The AI system accurately predicts, solely from screening mammograms, whether a patient will have a biopsy positive for breast cancer (note that only a small fraction of screening visits will result in a biopsy). It does so more accurately than individual human specialists, with lower false positive rates (for cancer prediction within three years for the UK dataset, and within two years for the US dataset). The top left indicates peak performance, with no false positives or false negatives. Credit: McKinney et al, Nature

Generalisation across populations

To evaluate whether the AI system was able to generalise across populations and screening settings, we ran an experiment in which the AI was only allowed to learn from data from UK subjects, and then evaluated it on data from US subjects. This experiment showed that the AI system still surpassed human expert performance on US data.

This is an encouraging avenue for future research and gives more confidence about the robustness of the AI system. It might be possible that an AI diagnostic system could be beneficial even when used in areas where there is not a significant history of screening mammography on which to train it.

Future research & potential applications

We’ve yet to determine how to best deploy an AI system for clinical use in mammography.
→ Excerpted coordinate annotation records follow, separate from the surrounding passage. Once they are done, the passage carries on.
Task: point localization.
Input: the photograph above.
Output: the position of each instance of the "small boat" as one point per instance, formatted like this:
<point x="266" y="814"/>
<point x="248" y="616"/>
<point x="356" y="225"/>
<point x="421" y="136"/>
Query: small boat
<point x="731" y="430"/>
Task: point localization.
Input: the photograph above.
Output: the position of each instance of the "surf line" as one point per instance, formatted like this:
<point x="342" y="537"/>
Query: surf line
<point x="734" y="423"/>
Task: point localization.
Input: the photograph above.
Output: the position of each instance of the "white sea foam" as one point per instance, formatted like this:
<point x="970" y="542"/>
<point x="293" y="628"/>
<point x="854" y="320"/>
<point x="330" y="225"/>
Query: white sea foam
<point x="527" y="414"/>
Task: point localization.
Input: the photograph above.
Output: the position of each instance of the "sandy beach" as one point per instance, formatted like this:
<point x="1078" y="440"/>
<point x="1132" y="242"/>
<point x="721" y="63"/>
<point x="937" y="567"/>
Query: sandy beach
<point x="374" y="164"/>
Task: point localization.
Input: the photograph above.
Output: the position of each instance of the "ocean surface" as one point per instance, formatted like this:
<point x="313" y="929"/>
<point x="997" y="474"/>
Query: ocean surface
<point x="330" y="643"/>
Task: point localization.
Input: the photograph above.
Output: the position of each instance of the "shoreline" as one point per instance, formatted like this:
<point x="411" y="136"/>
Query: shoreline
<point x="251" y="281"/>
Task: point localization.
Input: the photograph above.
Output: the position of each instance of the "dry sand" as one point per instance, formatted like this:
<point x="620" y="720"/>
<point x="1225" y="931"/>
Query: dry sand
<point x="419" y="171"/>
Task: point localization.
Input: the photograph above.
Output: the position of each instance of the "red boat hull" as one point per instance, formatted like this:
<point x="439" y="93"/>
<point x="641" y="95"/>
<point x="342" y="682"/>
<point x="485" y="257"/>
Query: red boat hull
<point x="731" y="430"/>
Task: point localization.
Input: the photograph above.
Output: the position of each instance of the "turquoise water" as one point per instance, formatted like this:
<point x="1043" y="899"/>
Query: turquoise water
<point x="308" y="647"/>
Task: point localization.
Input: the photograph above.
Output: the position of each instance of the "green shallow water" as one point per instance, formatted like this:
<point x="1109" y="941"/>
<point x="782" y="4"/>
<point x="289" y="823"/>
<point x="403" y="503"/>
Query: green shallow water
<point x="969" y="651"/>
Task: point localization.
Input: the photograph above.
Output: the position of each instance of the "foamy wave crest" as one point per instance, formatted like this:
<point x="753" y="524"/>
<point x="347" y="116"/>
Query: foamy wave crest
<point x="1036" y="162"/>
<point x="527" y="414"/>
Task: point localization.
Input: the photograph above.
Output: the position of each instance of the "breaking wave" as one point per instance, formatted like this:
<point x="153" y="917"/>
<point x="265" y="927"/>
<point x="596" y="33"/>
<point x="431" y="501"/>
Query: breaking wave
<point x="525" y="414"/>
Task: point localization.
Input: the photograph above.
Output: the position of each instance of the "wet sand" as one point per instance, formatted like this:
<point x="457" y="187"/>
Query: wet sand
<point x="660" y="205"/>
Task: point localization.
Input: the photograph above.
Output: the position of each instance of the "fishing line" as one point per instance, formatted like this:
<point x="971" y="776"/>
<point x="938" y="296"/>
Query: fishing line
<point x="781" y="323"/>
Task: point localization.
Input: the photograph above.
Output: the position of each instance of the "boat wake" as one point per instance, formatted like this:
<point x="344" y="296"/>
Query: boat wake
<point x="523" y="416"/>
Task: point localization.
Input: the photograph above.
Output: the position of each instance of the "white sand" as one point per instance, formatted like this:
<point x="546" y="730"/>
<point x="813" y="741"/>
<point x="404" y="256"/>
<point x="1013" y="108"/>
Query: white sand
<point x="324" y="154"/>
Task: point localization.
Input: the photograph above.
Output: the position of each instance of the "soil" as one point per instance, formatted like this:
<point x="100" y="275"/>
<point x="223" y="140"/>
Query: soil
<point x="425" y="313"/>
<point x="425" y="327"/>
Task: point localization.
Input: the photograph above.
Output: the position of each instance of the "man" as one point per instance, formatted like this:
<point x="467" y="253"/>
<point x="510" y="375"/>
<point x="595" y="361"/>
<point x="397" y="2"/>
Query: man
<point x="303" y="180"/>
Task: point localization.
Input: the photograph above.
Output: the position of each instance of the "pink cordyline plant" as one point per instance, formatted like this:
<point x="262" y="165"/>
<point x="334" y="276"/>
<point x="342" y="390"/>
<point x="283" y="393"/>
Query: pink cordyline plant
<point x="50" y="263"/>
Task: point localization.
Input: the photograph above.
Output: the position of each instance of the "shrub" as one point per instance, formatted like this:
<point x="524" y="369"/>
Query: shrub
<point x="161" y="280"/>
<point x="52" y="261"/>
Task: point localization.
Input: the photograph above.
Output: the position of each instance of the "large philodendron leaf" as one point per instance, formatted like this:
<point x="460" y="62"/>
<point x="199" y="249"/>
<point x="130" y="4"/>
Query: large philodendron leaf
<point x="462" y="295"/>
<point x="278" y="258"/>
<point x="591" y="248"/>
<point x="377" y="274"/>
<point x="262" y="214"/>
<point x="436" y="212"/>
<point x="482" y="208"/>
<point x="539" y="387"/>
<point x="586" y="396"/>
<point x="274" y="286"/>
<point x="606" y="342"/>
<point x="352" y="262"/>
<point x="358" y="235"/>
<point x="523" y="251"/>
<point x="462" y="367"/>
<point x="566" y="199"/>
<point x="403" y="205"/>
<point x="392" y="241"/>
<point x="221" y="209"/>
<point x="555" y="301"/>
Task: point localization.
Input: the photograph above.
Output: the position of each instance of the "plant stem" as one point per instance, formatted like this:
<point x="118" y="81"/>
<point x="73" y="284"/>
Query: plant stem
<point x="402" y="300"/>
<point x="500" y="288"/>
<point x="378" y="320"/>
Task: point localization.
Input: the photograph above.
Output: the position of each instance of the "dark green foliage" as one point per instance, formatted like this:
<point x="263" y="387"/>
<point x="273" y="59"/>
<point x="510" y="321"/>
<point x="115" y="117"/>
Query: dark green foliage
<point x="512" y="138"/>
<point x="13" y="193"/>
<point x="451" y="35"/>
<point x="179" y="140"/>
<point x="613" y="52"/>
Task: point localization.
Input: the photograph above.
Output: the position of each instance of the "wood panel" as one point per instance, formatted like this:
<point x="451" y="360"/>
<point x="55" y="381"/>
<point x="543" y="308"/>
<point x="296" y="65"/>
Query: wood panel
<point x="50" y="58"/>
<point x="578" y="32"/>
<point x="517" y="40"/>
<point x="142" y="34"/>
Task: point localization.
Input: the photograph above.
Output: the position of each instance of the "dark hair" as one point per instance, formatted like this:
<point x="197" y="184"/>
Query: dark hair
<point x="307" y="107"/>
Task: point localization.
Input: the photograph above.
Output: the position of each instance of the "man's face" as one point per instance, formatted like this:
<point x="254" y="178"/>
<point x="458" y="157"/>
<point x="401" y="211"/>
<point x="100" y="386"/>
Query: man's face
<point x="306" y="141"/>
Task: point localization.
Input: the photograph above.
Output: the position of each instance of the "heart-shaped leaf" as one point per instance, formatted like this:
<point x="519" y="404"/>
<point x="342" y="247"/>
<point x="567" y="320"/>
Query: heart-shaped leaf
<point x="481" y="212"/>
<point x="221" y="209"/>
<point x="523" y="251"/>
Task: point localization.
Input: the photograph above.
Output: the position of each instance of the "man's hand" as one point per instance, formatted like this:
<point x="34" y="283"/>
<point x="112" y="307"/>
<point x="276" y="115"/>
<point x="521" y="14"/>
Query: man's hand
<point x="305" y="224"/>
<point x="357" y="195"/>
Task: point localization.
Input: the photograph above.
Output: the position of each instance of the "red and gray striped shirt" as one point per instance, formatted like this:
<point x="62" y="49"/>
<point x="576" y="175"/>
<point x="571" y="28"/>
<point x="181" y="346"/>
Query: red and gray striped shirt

However, we investigated one possible such scenario by using the AI system as a “second reader”. We simulated this by treating the prediction of the AI system as an independent second opinion for every mammogram, taking the place of the ‘second reader’ in the UK ‘double reading’ system. When the AI and the clinician disagreed, the existing arbitration process would take place. In these simulated experiments, we showed that an AI-aided double-reading system could achieve non-inferior performance to the UK system with only 12% of the current second reader workload.

Further research, including prospective clinical studies, will be required to understand the full extent to which this technology can benefit breast cancer screening programmes.